T.G.: No momento, a principal preocupação é proteger a OSCE, suas instituições e seus instrumentos. Isso não será fácil neste mundo altamente polarizado. Nem mesmo a missão da OSCE na Ucrânia, que foi bem sucedida, pôde ter seguimento, porque a Rússia se opôs a ela. A médio prazo, contudo, definitivamente vejo a possibilidade de a organização voltar a desempenhar um papel ativo e útil.   

Mas os instrumentos e plataformas da OSCE só podem ser eficazes se os Estados [membros] quiserem utilizá-los. Para isso, é necessário um consenso entre os principais atores da segurança europeia. Nas décadas de 1970 a 1990, havia uma forte vontade de fazê-lo. Ultimamente, porém, tem sido cada vez menos o caso; a OSCE tem sido utilizada principalmente como um instrumento para a gestão de crises – e não mais como uma plataforma para discutir questões fundamentais da segurança europeia.

É precisamente por isso que a OSCE e suas instituições devem ser preservadas o máximo possível, para que, no futuro, possam ser utilizadas novamente para refletir sobre essas questões e estabelecer um acordo sobre uma nova arquitetura de segurança europeia.
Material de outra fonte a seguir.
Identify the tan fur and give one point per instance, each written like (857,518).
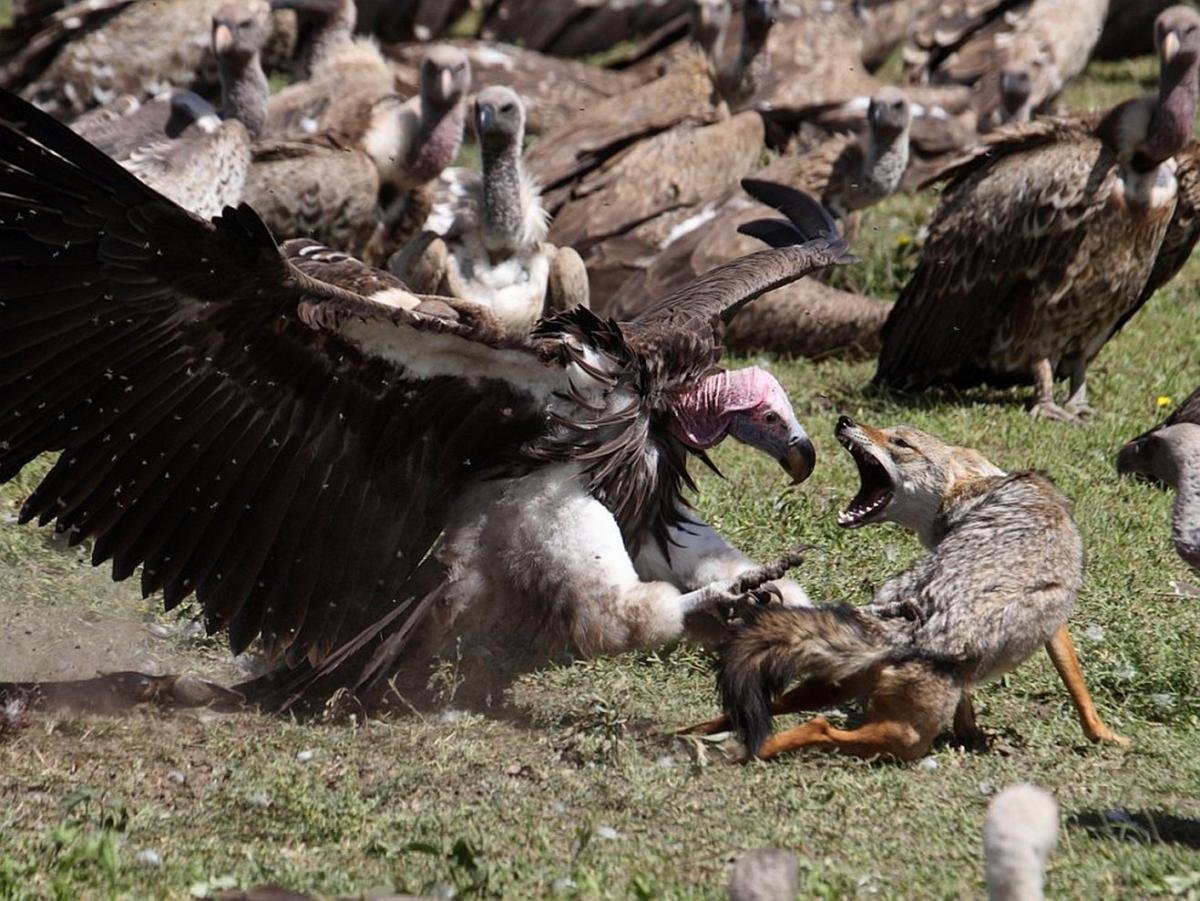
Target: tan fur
(1001,578)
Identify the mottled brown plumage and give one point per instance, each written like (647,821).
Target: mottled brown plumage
(1042,245)
(141,49)
(574,28)
(973,42)
(309,190)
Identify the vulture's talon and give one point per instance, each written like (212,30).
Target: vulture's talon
(1054,413)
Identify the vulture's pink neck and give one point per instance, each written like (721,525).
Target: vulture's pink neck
(1170,125)
(702,414)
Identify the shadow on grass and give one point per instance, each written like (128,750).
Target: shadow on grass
(1141,827)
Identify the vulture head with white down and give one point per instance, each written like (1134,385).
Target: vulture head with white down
(387,476)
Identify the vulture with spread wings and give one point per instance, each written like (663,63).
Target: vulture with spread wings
(340,468)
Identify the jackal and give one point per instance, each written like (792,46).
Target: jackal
(1003,568)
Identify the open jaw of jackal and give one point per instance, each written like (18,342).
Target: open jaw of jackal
(876,487)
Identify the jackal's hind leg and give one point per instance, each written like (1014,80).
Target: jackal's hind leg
(1062,653)
(910,704)
(810,695)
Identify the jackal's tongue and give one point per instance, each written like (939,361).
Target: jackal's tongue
(874,494)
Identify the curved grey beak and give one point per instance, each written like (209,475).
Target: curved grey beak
(799,460)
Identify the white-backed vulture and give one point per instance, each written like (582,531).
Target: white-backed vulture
(689,95)
(486,242)
(1169,454)
(979,44)
(1019,834)
(1041,246)
(103,49)
(346,76)
(553,89)
(203,164)
(343,475)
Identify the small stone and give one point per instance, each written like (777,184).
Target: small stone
(259,799)
(1125,671)
(766,875)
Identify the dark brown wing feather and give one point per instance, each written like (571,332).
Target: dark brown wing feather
(205,431)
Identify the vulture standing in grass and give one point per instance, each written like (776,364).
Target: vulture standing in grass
(804,318)
(983,44)
(325,458)
(1045,242)
(1169,454)
(203,164)
(347,76)
(1019,835)
(112,48)
(486,242)
(369,192)
(553,89)
(665,110)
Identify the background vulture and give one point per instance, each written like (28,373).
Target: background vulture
(1170,455)
(318,454)
(1044,244)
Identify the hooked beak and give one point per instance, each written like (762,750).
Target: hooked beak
(1170,44)
(799,460)
(485,118)
(222,38)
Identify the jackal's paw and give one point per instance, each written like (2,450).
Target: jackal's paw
(1081,410)
(1053,412)
(1103,733)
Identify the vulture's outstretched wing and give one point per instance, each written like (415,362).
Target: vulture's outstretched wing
(283,448)
(1005,232)
(807,241)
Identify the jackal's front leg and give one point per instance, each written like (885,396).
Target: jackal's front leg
(1062,652)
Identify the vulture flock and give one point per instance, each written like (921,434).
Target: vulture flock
(390,329)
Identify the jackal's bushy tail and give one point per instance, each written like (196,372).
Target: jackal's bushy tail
(777,644)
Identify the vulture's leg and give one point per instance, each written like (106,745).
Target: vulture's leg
(700,557)
(1044,406)
(421,264)
(1077,403)
(568,287)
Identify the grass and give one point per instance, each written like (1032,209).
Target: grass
(575,788)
Infelizmente, não estou muito otimista para curto e médio prazos.

swissinfo.ch: Qual o papel que a Suíça pode desempenhar nisso tudo? Ela tinha boas relações diplomáticas com Moscou, mas agora foi acrescentada à lista russa de “países hostis”.

T.G.: Eu não superestimaria a importância desta lista. Mesmo sem ela, a Suíça não seria uma parte mediadora – simplesmente porque não há mediação no momento. A Turquia está sediando negociações, mas não está realmente desempenhando um papel de mediação. Atualmente, as partes do conflito – especialmente a Rússia – não estão interessadas em mediadores da paz.

A médio prazo, definitivamente existem áreas em que a Suíça poderia desempenhar um papel importante. Por exemplo, em relação à questão do status [da Ucrânia]. Talvez se chegue a um acordo sobre o princípio da neutralidade. Então, será uma questão de elaborar exatamente o que isso significa e como poderia ser posto em prática. Nesse caso, podemos oferecer o nosso know-how. A Suíça também poderia desempenhar um papel no que diz respeito às sanções, por exemplo, na resolução de litígios.

Acredito que, após a guerra armada, haverá uma margem de manobra para uma política externa ativa. Mas, por enquanto, até que as armas fiquem em silêncio, há pouco que possamos fazer, além de fornecer uma importante ajuda humanitária.